The respondent added $18,640.21 to William P. Adams’ income for 1922 on account of depreciation sustained and allowed on the property which was burned in 1922 and replaced in 1922 and 1923. The petitioners say the addition was in error and base their contention upon section 202 (d) (2) of the Revenue Act of 1921 and the Board’s decisions in Pelican Bay Lumber Co., 9 B. T. A. 1024; aff'd.; 31 Fed. (2d) 15, and Piedmont-Mount Airy Guano Co., 3 B. T. A. 1009; while the respondent justifies his action under our decision in Joseph L. B. Alexander et al., 13 B. T. A. 1169. The last cited case, however, does not involve an involuntary conversion, but deals with the question of income to a lessor by the erection of buildings on the leased land. Both the cases cited by the petitioner do, however, deal with the question of gain from involuntary conversion. In the decision of the Circuit Court of Appeals, above referred to, the court said:

* * * Manifestly Congress considered an excess of insurance over original cost as a gain and in case of reinvestment a portion of this gain, which otherwise would be taxable as such, is offset by the authorized deduction.

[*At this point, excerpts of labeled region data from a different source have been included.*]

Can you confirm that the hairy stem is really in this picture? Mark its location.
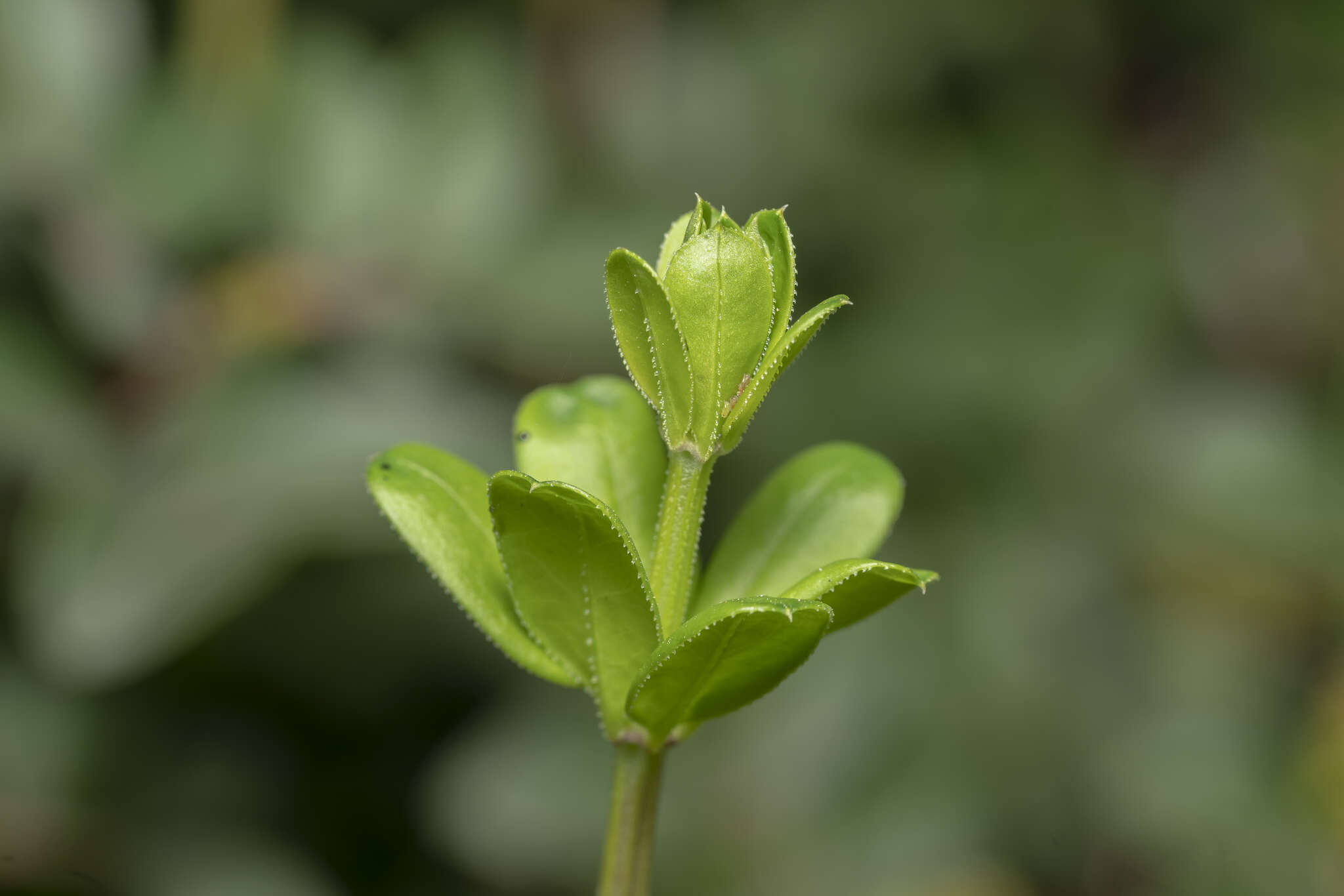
[649,451,713,636]
[597,744,663,896]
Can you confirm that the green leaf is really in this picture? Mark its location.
[673,193,718,241]
[691,442,904,613]
[722,296,849,454]
[367,445,579,688]
[781,560,938,632]
[664,219,774,457]
[489,470,663,740]
[656,213,691,279]
[746,208,799,351]
[513,376,668,561]
[626,598,832,748]
[606,249,692,446]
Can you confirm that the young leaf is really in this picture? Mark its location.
[606,249,692,446]
[654,213,691,281]
[367,445,579,688]
[626,598,832,747]
[721,296,849,454]
[673,195,718,245]
[691,442,904,613]
[746,208,799,352]
[489,470,662,740]
[781,560,938,632]
[513,376,668,561]
[664,218,774,455]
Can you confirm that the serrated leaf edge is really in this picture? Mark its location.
[721,296,853,454]
[489,470,663,739]
[625,595,835,740]
[364,459,583,688]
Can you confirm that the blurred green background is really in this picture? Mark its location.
[0,0,1344,896]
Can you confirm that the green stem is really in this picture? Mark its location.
[597,744,663,896]
[597,451,713,896]
[649,451,713,636]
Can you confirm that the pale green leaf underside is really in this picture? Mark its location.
[691,442,904,613]
[513,376,668,563]
[723,296,849,454]
[654,213,691,279]
[367,445,579,688]
[682,195,719,245]
[489,470,662,740]
[664,228,774,454]
[780,560,938,632]
[745,208,797,351]
[626,598,832,746]
[606,249,694,446]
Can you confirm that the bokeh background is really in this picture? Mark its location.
[0,0,1344,896]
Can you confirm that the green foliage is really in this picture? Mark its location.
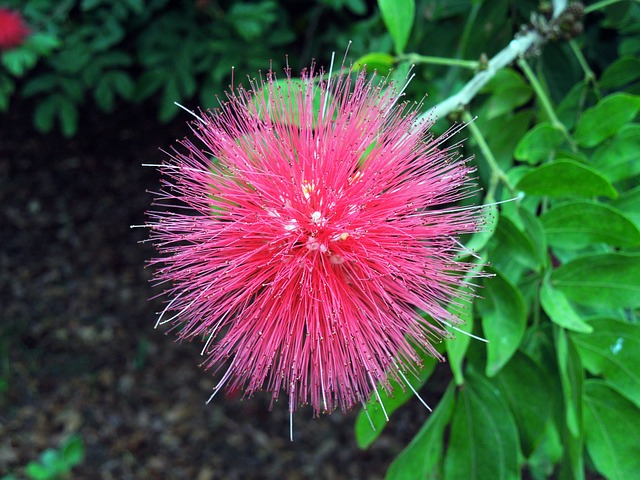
[356,0,640,480]
[2,435,85,480]
[0,0,370,137]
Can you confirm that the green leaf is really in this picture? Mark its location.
[612,185,640,228]
[482,68,533,119]
[491,352,552,456]
[591,123,640,182]
[456,204,498,260]
[556,329,584,438]
[378,0,416,53]
[475,269,527,377]
[355,356,438,449]
[444,372,520,480]
[599,56,640,89]
[571,318,640,408]
[527,420,563,479]
[353,52,395,76]
[518,208,549,268]
[584,380,640,480]
[493,213,540,270]
[0,48,38,77]
[574,93,640,147]
[551,253,640,308]
[385,383,455,480]
[445,296,472,385]
[516,160,618,198]
[540,281,593,333]
[540,201,640,249]
[514,122,564,164]
[62,435,85,469]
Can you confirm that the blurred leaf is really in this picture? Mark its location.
[556,329,584,438]
[445,292,482,385]
[26,32,62,57]
[492,213,540,270]
[599,56,640,89]
[62,435,85,469]
[540,201,640,249]
[0,48,38,77]
[592,123,640,182]
[482,68,533,119]
[456,204,498,260]
[227,0,278,42]
[476,110,534,169]
[355,355,438,449]
[584,380,640,480]
[574,93,640,147]
[444,372,520,480]
[518,208,549,268]
[378,0,416,53]
[385,383,455,480]
[353,52,395,76]
[571,318,640,408]
[551,253,640,308]
[475,268,527,377]
[516,160,618,198]
[612,185,640,228]
[0,73,16,112]
[58,97,78,138]
[527,420,563,479]
[514,122,564,164]
[540,281,593,333]
[491,352,552,457]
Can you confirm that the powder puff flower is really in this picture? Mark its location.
[146,55,478,428]
[0,8,29,50]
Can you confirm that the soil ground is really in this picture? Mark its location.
[0,101,438,480]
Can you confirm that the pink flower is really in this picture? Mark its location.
[0,8,29,50]
[148,59,478,420]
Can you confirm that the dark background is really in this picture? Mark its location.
[0,96,446,480]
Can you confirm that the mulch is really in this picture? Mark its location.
[0,103,446,480]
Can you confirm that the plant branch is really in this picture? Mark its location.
[397,53,480,70]
[518,58,576,150]
[421,0,567,119]
[462,112,516,197]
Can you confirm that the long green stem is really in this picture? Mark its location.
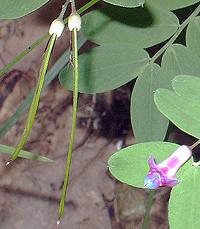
[142,191,155,229]
[150,2,200,63]
[0,0,100,78]
[189,139,200,150]
[58,29,78,224]
[8,34,56,161]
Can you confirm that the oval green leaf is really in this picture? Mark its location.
[108,142,179,188]
[160,44,200,84]
[169,163,200,229]
[186,17,200,57]
[0,144,53,162]
[147,0,199,10]
[154,76,200,139]
[103,0,145,7]
[82,4,179,48]
[59,44,149,94]
[0,0,49,19]
[131,64,169,142]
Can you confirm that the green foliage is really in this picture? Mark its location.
[59,43,149,93]
[131,64,169,142]
[186,17,200,57]
[108,142,178,188]
[83,3,179,48]
[104,0,145,7]
[0,144,53,162]
[151,0,199,10]
[169,163,200,229]
[154,75,200,138]
[0,0,49,19]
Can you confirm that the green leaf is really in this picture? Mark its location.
[131,64,169,142]
[186,17,200,57]
[103,0,145,7]
[59,44,149,94]
[0,35,86,138]
[0,144,53,162]
[169,163,200,229]
[148,0,199,10]
[82,3,179,48]
[0,0,49,19]
[108,142,179,188]
[154,76,200,139]
[160,44,200,83]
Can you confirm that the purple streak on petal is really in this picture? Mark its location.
[144,157,178,189]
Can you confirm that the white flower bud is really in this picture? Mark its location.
[68,13,81,31]
[49,19,65,38]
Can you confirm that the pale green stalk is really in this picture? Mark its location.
[58,29,78,224]
[0,0,100,78]
[8,34,56,164]
[142,190,155,229]
[57,2,78,225]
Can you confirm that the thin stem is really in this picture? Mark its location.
[189,139,200,150]
[0,0,100,78]
[150,5,200,63]
[8,34,56,164]
[142,191,155,229]
[57,26,78,224]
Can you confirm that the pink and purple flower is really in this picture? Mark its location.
[144,145,192,189]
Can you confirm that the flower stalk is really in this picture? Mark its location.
[57,0,81,225]
[6,1,68,165]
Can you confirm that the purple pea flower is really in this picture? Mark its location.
[144,145,192,189]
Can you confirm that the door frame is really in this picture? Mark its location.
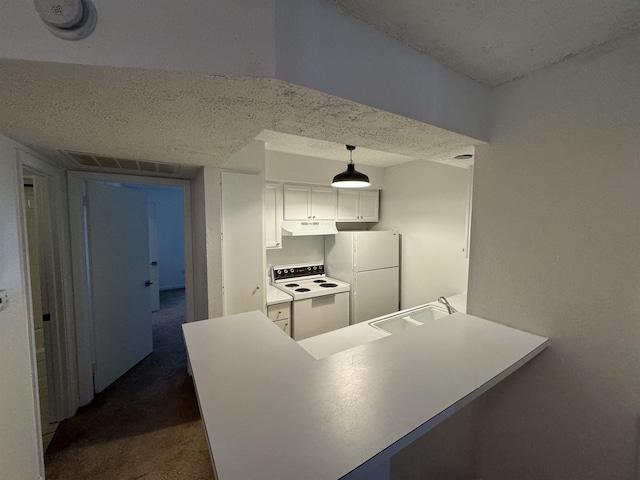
[67,171,194,405]
[16,148,79,420]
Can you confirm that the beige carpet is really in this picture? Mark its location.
[45,290,214,480]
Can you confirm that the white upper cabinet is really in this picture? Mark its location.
[284,185,336,220]
[264,183,282,248]
[337,189,380,222]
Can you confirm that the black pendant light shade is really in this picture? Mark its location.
[331,145,371,188]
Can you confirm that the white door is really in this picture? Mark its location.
[222,172,266,315]
[354,231,400,272]
[351,267,400,324]
[86,181,153,392]
[149,202,160,312]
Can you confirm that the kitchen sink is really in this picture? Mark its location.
[369,305,449,335]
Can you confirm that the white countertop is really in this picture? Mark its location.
[267,284,293,305]
[183,312,547,480]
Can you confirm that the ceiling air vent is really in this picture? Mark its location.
[63,151,180,175]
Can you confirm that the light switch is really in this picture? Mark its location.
[0,290,9,311]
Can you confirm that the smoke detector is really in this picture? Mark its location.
[34,0,98,40]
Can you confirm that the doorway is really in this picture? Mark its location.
[68,172,193,405]
[23,174,58,452]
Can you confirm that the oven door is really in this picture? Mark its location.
[292,292,349,340]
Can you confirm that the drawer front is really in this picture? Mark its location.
[267,302,291,322]
[273,319,291,336]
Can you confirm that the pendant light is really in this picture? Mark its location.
[331,145,371,188]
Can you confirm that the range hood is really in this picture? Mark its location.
[282,220,338,237]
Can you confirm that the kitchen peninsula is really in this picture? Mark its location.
[183,311,548,480]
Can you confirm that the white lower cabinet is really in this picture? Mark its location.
[267,302,291,336]
[273,320,291,336]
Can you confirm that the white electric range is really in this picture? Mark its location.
[271,262,351,340]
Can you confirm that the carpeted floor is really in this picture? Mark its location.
[45,290,214,480]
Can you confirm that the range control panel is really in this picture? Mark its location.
[273,264,324,282]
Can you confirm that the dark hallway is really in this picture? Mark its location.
[45,289,213,480]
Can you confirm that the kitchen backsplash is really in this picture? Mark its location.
[267,235,324,273]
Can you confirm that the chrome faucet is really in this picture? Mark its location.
[438,297,457,315]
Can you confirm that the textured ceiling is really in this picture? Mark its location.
[327,0,640,86]
[0,60,481,172]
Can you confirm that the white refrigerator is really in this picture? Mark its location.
[324,231,400,325]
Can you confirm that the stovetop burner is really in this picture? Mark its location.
[271,262,350,301]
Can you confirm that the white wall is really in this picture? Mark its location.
[374,161,472,308]
[144,187,184,290]
[0,0,275,77]
[275,0,490,140]
[204,167,222,318]
[468,36,640,480]
[0,135,44,479]
[0,0,489,140]
[264,150,384,188]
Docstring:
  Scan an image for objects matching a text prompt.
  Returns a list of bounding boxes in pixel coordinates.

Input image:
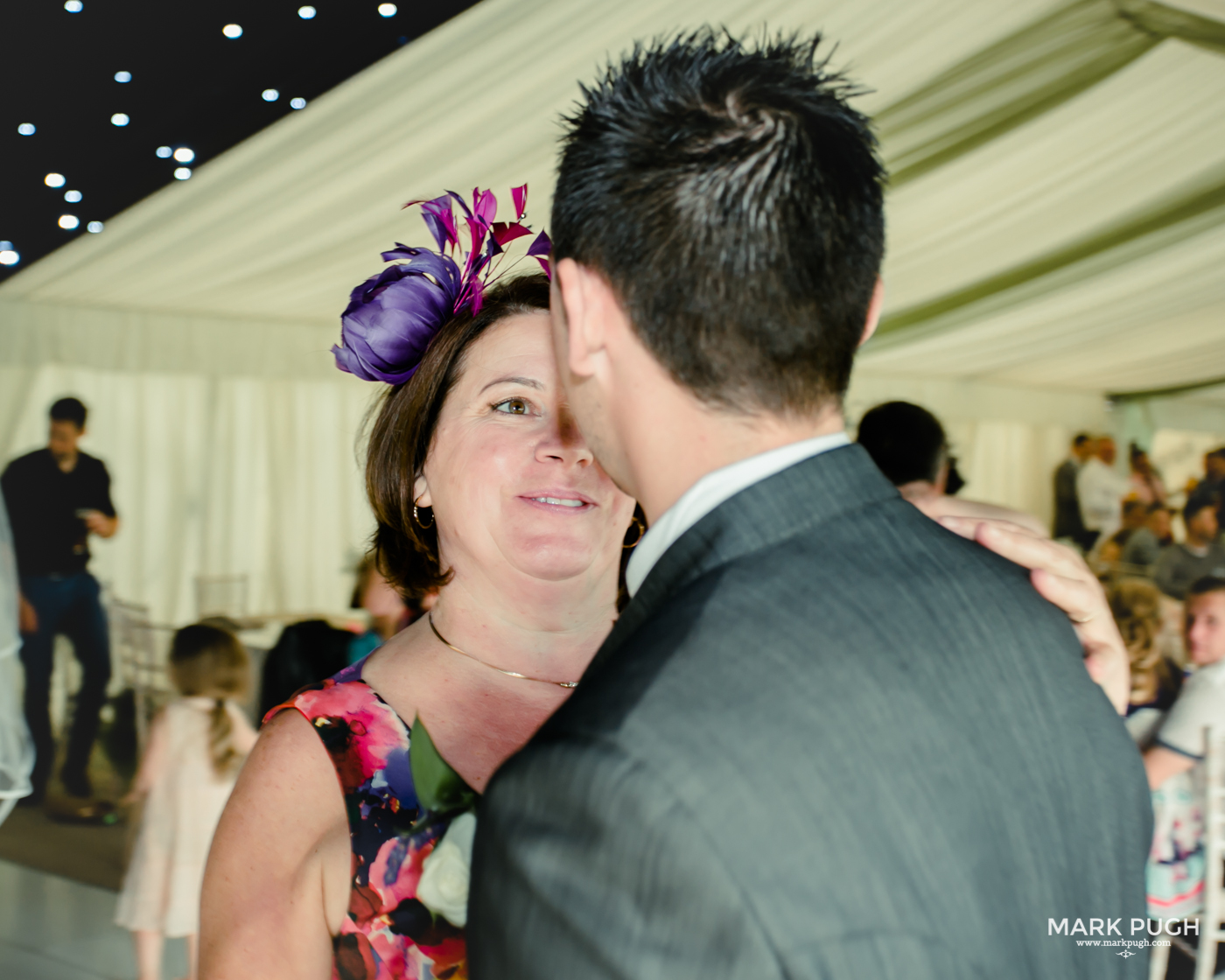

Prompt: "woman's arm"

[200,710,350,980]
[1144,745,1195,789]
[940,515,1132,714]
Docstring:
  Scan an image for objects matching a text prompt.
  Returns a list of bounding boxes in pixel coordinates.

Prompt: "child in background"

[116,624,256,980]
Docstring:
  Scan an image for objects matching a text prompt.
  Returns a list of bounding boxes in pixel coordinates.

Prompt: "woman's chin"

[506,538,610,582]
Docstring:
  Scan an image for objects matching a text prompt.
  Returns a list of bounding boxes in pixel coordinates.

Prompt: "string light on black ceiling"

[0,0,475,281]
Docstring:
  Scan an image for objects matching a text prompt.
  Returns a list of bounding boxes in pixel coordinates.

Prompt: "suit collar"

[592,444,898,667]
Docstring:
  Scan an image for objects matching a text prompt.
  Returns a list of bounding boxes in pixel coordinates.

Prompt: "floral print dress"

[264,659,471,980]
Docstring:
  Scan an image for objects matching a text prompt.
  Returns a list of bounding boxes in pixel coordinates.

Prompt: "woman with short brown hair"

[201,187,640,980]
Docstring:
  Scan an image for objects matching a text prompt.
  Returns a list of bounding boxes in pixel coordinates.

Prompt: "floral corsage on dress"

[269,662,477,980]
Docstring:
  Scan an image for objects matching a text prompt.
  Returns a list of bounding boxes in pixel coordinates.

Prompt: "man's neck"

[625,403,846,524]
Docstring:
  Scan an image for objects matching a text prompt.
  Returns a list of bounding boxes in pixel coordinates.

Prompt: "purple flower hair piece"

[332,184,552,385]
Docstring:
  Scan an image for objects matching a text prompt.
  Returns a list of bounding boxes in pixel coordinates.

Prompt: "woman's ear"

[554,258,612,377]
[413,472,434,508]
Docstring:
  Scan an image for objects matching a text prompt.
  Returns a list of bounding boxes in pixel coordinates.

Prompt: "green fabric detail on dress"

[410,717,477,818]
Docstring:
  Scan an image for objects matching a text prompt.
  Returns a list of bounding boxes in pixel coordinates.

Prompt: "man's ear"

In the instant case the entire amount of the insurance collected was reinvested and hence the Commissioner taxed no gain against the appellant.

*501In tbat case the taxpayer was claiming a loss because it rebuilt its plant after a fire at a much larger cost than the insurance money received. In computing the loss the taxpayer deducted from the total cost of the new factory the accrued depreciation on the old plant, the salvage and the insurance received. The Commissioner of Internal Revenue required the taxpayer to capitalize the difference between the cost of the new mill and the amount of the insurance. This Board approved that determination and the Board’s decision was affirmed by the Circuit Court of Appeals.

The facts of this proceeding are that William P. Adams, the owner of the property, leased it to the partnership, the terms of the lease being that the partnership would return the property at the end of the lease in the same condition as at the beginning. The lease made the partnership liable for the replacement of the buildings. They insured the buildings, a fire occurred, insurance was collected and reinvested in new buildings. If we consider that the purpose of Congress was to withdraw property used to replace involuntarily converted property from the scope of the Revenue Act, making it not subject to gain or loss, where, as here, the entire amount received was reinvested, we must hold that William P. Adams did not realize a gain in the amount of depreciation allowed on the building which was burned. We do consider that to have been the purpose of Congress and we so hold.

Judgment will be entered v/nder Rule 50.